Митя поднимается с дивана и идет обратно к столу.
– Ладно, не дуйся. Ты сегодня супергерой, как обычно, – Митя почему-то вдруг смеется, но смех звучит зеленовато, будто он озяб, – так что тебе все можно. Пальчики пальчиками, а кровь-то на хомуте осталась. И пакет найдется. Мы все равно его прижмем. Но в следующий раз хотя бы перчатки напяль, а? Вот же, целая пачка стоит. И давай выкладывай, с чем пришла. Кстати, может, сходишь в туалет, ссадины промоешь вначале? – Лиза мотает головой. – Нет? Ну тогда давай, пересаживайся поближе, и поговорим.
Немного помедлив, Лиза встает с дивана и, стараясь не обращать внимания на саднящие колени, как можно более ровно идет к стулу. Не спеша она садится на стул, на котором совсем недавно сидел Никодимов, примеряет на себя его позу. Лиза ждет: не станет ли она сама немного Никодимовым, сев сюда?
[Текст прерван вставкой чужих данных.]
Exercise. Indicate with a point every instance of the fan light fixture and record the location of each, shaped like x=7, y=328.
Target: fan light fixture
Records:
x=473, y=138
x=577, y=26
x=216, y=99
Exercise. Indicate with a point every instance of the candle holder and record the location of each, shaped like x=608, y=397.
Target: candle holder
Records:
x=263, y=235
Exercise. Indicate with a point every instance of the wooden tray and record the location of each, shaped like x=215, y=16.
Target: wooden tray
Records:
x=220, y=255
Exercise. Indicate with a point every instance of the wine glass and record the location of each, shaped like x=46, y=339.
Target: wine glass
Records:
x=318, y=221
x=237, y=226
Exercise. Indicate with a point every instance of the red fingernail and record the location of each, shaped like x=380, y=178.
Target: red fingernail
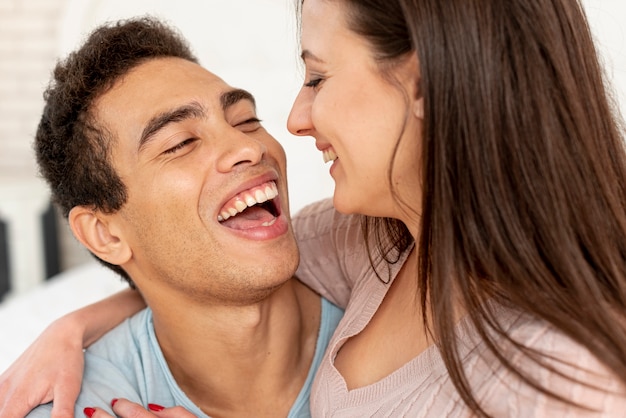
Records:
x=155, y=407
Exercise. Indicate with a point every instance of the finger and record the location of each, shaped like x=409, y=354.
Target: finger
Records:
x=65, y=394
x=95, y=413
x=173, y=412
x=126, y=409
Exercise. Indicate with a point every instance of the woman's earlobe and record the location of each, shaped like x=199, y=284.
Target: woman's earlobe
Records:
x=418, y=107
x=93, y=230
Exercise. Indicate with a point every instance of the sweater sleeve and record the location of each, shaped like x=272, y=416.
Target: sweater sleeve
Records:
x=331, y=250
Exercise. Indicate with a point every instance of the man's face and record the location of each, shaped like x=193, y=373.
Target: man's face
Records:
x=192, y=155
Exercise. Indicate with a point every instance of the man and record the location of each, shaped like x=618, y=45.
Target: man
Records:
x=166, y=175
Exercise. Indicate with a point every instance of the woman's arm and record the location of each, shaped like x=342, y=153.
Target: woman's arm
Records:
x=52, y=367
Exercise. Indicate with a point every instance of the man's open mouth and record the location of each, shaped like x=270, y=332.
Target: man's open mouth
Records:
x=253, y=208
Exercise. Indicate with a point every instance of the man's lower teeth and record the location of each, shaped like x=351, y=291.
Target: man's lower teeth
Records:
x=269, y=223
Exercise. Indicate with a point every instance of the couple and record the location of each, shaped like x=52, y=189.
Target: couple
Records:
x=488, y=277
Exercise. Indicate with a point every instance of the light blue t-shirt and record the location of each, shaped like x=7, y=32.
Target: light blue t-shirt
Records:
x=127, y=362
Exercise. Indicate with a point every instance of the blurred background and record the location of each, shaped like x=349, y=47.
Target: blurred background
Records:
x=250, y=43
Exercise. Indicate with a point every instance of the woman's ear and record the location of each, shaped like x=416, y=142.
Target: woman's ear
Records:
x=418, y=107
x=97, y=232
x=412, y=75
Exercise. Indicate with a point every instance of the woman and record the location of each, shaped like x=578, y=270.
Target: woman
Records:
x=478, y=139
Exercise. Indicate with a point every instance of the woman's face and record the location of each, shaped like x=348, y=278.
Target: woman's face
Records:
x=356, y=115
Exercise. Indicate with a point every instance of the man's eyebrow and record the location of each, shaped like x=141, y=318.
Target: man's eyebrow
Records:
x=231, y=97
x=160, y=121
x=308, y=55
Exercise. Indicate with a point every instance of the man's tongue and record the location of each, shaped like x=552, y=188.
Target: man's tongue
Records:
x=252, y=217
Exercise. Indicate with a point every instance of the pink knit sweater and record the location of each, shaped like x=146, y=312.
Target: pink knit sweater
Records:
x=334, y=262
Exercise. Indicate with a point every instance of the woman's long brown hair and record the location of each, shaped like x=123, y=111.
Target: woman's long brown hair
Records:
x=524, y=171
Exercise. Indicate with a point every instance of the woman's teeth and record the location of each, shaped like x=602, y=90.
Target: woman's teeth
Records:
x=329, y=155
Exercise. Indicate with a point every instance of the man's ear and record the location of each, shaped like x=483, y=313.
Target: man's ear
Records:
x=98, y=232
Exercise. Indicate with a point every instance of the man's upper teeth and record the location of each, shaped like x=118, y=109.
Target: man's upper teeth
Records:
x=329, y=155
x=248, y=198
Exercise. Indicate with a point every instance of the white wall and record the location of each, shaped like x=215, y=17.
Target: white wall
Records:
x=250, y=43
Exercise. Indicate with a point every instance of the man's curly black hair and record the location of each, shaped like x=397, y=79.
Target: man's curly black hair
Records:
x=72, y=149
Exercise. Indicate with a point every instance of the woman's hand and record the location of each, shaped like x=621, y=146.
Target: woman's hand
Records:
x=126, y=409
x=51, y=368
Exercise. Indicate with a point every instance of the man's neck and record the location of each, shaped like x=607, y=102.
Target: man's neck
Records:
x=236, y=360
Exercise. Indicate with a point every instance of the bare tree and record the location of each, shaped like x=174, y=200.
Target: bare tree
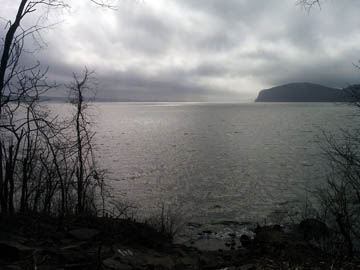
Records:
x=87, y=176
x=34, y=164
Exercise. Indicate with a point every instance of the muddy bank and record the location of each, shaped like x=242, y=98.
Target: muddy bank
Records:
x=35, y=242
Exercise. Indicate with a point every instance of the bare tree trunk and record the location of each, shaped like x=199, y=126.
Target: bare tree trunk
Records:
x=80, y=169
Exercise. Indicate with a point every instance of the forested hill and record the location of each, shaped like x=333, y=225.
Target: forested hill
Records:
x=301, y=92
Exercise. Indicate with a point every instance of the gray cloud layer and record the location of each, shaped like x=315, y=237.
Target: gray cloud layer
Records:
x=205, y=49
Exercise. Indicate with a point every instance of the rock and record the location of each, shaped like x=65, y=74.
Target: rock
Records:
x=83, y=234
x=245, y=241
x=312, y=228
x=12, y=251
x=6, y=236
x=162, y=262
x=113, y=263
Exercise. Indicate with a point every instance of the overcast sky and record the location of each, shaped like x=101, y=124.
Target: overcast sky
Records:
x=201, y=50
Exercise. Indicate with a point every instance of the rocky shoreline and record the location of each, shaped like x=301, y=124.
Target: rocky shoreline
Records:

Пока нет, не становится.
– Вот и славно, – кондитерски розовым тоном говорит Митя. – Вот и умница. Расскажешь, что там у тебя?
Лиза немножко раскачивается взад-вперед и не отрываясь смотрит на третью пуговицу на его рубашке. Лиза обычно избегает вникать в Митины вещи, это все слишком личное, невежливо разговаривать с вещами друзей без приглашения. Но с этой пуговицей что-то слишком не так, и это раздражает Лизу. Что такого уж личного может быть в пуговице, думает Лиза. Наверняка ничего такого. Но пока Лиза не сообразит, в чем неправильность, не сможет думать о делах. Нужно немножко сосредоточиться, поймать пуговицу в фокус, а остальное максимально расфокусировать, чтоб не увидеть лишнего.